I was expecting to find functions like
__builtin_ia32_fmaddps512
in a recent GCC to enable use of 512 bit AVX512 registers in the same way that one can use the 256 bit AVX2 registers, but they do not exist in GCC 9.2, according to the manual. Is it just a matter of waiting, or is there some policy reason why they don't exist?
AVX512 builtins take a mask (which can be -1
).
The portable intrinsic _mm512_fmadd_ps
(#include <immintrin.h>
) is defined in GCC9.1's headers as:
extern __inline __m512
__attribute__ ((__gnu_inline__, __always_inline__, __artificial__))

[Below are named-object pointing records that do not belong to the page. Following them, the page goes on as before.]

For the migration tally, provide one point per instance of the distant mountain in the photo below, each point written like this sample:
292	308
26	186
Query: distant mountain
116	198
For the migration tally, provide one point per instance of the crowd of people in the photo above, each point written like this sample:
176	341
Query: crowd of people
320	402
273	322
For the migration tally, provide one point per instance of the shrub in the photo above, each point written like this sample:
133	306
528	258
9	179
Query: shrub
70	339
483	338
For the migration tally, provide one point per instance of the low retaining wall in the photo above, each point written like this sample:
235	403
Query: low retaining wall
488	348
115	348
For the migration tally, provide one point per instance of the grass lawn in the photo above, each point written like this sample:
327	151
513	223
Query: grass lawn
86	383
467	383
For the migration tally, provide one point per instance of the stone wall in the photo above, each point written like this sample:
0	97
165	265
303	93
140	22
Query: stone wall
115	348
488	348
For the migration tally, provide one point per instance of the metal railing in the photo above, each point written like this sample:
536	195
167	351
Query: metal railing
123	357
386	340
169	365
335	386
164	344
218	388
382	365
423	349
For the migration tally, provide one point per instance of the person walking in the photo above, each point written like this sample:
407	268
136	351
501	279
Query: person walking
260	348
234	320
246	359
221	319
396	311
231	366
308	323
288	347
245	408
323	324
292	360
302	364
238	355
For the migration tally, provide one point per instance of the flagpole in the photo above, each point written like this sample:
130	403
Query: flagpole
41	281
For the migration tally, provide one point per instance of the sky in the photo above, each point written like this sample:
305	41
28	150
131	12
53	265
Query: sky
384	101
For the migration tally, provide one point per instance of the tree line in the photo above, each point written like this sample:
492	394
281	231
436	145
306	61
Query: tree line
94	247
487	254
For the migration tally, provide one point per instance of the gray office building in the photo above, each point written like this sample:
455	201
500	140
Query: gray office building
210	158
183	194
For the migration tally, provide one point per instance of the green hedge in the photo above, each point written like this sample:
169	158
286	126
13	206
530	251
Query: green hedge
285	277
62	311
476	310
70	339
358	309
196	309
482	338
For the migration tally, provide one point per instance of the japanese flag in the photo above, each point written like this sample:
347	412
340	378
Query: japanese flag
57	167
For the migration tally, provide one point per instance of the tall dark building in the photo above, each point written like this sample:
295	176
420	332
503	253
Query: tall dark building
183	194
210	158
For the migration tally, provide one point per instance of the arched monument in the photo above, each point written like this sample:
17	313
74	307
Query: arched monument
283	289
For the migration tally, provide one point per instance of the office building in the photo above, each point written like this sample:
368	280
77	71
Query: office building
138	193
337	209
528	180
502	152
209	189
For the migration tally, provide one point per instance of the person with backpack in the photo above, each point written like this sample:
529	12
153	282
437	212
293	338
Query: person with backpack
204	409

_mm512_fmadd_ps (__m512 __A, __m512 __B, __m512 __C)
{
return (__m512) __builtin_ia32_vfmaddps512_mask ((__v16sf) __A,
(__v16sf) __B,
(__v16sf) __C,
(__mmask16) -1,
_MM_FROUND_CUR_DIRECTION);
}
I found this by looking in /usr/lib/gcc/x86_64-pc-linux-gnu/9.1.0/include/avx512*.h
on my system. (Don't include those directly, only from immintrin.h
)
IDK why you'd want to use __builtin_ia32_vfmaddps512_mask
instead of one of Intel's intrinsics like _mm512_mask_fmadd_ps
(merging into the first operand) or _mm512_mask3_fmadd_ps
(merging into the +c
operand), or _mm512_maskz_fmadd_ps
(zero-masking).
Or even the full _mm512_maskz_fmadd_round_ps
which also allows specifying a rounding override as well as masking.
But anyway, that's how you can find the names of the real GCC builtins beneath any Intel intrinsic (if there is one).